# Setting Up Bumblebee on Gentoo Linux

## firasuke

Hey guys, how are you doing  :Razz: 

I noticed the lack of a proper bumblebee setup guide on gentoo (and I don't blame anyone since the project is old). Therefore, I've written an article on how to configure bumblebee on gentoo on my website (https://www.dotslashlinux.com/) and I'm constantly updating it (hopefully will add it to the gentoo wiki once I confirm it's 100% working), you may want to check it out:

https://www.dotslashlinux.com/2017/06/04/setting-up-bumblebee-on-gentoo-linux/

A couple of users have found it helpful, give it a shot and let me know if it worked for you.

Good Luck

----------

## fedeliallalinea

 *firasuke wrote:*   

> I noticed the lack of a proper bumblebee setup guide on gentoo

 

You can't put guide in the wiki? For a new user is more simple a search in the wiki.

----------

## firasuke

 *Quote:*   

> (hopefully will add it to the gentoo wiki once I confirm it's 100% working)

 

It'll be added to the wiki once I confirm it's 100% working. You see I've added a lot of steps in the tutorial some of which may not even be needed but for the sake of recreating the setup on which bumblebee worked 100% fine.

It just needs a bit more testing before I can add it to the wiki  :Razz: 

Several articles of mine were added to the wiki, this one needs some time.
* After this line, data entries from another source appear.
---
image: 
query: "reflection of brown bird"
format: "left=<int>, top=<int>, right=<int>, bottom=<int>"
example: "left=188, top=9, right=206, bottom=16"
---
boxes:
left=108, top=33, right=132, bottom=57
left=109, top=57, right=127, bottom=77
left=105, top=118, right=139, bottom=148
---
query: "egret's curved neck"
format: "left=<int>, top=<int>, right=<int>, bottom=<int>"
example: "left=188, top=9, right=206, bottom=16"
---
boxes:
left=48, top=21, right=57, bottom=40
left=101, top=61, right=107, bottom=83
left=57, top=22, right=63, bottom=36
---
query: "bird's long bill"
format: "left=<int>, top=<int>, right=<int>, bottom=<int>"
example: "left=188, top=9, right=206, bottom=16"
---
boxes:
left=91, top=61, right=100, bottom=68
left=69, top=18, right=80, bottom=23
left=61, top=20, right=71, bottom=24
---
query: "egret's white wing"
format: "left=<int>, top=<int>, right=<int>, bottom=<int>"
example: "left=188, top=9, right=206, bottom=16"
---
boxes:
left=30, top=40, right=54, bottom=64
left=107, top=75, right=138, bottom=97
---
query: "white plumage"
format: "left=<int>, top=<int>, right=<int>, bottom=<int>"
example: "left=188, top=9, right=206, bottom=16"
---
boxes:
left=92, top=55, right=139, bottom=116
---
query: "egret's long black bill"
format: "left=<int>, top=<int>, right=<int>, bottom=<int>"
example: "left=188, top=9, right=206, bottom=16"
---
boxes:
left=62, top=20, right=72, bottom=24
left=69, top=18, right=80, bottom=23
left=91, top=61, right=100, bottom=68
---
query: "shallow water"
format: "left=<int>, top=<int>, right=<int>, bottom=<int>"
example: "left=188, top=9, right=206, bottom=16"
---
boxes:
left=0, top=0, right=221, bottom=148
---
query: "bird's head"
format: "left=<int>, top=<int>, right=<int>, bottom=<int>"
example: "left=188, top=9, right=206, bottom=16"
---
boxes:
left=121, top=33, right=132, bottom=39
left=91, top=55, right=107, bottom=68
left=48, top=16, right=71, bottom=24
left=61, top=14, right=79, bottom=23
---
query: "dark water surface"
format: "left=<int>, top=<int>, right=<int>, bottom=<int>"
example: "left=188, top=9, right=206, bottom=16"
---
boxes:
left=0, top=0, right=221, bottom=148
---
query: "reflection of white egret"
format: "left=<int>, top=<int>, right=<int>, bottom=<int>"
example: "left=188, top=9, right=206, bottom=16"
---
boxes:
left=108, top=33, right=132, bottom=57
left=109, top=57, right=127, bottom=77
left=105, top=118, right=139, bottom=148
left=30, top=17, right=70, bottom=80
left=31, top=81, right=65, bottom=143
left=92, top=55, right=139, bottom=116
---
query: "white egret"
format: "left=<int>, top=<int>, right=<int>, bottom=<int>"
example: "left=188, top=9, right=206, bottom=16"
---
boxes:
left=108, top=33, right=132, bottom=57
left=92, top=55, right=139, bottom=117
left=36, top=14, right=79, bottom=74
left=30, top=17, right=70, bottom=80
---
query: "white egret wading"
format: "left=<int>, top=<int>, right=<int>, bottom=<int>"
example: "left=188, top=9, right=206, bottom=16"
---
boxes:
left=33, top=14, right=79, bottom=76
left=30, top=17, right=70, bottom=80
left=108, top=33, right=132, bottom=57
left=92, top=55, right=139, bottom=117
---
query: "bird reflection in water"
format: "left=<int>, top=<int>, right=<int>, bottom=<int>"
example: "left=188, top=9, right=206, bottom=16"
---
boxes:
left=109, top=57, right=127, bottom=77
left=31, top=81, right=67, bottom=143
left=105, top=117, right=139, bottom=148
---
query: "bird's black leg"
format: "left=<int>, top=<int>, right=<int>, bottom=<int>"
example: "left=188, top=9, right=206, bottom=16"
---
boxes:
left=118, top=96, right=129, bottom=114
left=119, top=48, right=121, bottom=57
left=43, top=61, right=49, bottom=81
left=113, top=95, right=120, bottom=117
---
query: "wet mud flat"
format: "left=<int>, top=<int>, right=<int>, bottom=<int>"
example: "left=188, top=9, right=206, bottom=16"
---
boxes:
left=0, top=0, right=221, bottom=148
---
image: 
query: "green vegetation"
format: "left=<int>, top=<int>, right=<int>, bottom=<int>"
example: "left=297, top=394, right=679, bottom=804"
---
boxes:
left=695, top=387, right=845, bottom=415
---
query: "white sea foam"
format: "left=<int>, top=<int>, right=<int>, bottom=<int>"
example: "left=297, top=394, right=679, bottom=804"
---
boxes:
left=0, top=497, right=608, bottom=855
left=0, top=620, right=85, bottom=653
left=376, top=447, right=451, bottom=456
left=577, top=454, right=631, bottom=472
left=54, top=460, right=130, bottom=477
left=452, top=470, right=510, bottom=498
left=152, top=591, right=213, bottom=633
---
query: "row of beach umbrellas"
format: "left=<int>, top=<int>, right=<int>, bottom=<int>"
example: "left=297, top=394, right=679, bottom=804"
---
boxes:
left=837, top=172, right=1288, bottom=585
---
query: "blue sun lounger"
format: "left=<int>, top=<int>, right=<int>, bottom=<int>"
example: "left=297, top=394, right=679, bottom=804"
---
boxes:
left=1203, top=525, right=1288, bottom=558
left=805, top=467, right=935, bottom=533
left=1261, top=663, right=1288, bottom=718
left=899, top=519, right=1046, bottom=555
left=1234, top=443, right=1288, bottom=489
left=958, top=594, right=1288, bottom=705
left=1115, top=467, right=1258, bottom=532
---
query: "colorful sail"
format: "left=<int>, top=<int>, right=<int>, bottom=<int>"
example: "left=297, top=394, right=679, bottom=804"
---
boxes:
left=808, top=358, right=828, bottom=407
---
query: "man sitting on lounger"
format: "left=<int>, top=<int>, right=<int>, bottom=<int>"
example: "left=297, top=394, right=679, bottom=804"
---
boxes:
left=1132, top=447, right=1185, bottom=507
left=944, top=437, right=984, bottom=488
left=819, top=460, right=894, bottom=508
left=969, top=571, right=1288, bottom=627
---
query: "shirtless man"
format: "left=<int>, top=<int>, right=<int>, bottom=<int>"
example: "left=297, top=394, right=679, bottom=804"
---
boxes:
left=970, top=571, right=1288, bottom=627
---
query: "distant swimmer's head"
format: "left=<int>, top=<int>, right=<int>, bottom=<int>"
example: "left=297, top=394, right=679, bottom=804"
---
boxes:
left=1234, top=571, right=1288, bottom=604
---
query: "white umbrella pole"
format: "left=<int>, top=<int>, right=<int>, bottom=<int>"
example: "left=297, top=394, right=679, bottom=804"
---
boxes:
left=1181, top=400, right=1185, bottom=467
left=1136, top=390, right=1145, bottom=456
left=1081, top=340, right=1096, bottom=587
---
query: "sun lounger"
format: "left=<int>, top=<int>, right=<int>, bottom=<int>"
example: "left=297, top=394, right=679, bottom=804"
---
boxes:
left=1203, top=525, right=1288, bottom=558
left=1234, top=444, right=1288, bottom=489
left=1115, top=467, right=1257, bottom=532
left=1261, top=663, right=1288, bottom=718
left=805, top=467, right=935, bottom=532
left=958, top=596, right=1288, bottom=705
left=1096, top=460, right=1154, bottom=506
Thanks for understanding.[/quote]

----------

## fedeliallalinea

 *firasuke wrote:*   

>  *Quote:*   (hopefully will add it to the gentoo wiki once I confirm it's 100% working) 
> 
> It'll be added to the wiki once I confirm it's 100% working. You see I've added a lot of steps in the tutorial some of which may not even be needed but for the sake of recreating the setup on which bumblebee worked 100% fine.

 

I'm sorry, I didn't see this part.

I can confirm that this method work, long time ago I used  almost the same method (you can see my Configurazione Intel/NVIDIA con Bumblebee e primus but only in Italian).

----------

## firasuke

No harm done  :Razz: 

Yes, well technically most of us (or those who managed to get bumblebee fully working) have gone through the same parts, but since the process was lengthy and tedious they probably forgot the parts that matter. That's why I tried to document almost everything I did to get it working.

Actually, many users have reported that the instructions in the article do work! At this rate the article will be added to the wiki much sooner than I thought.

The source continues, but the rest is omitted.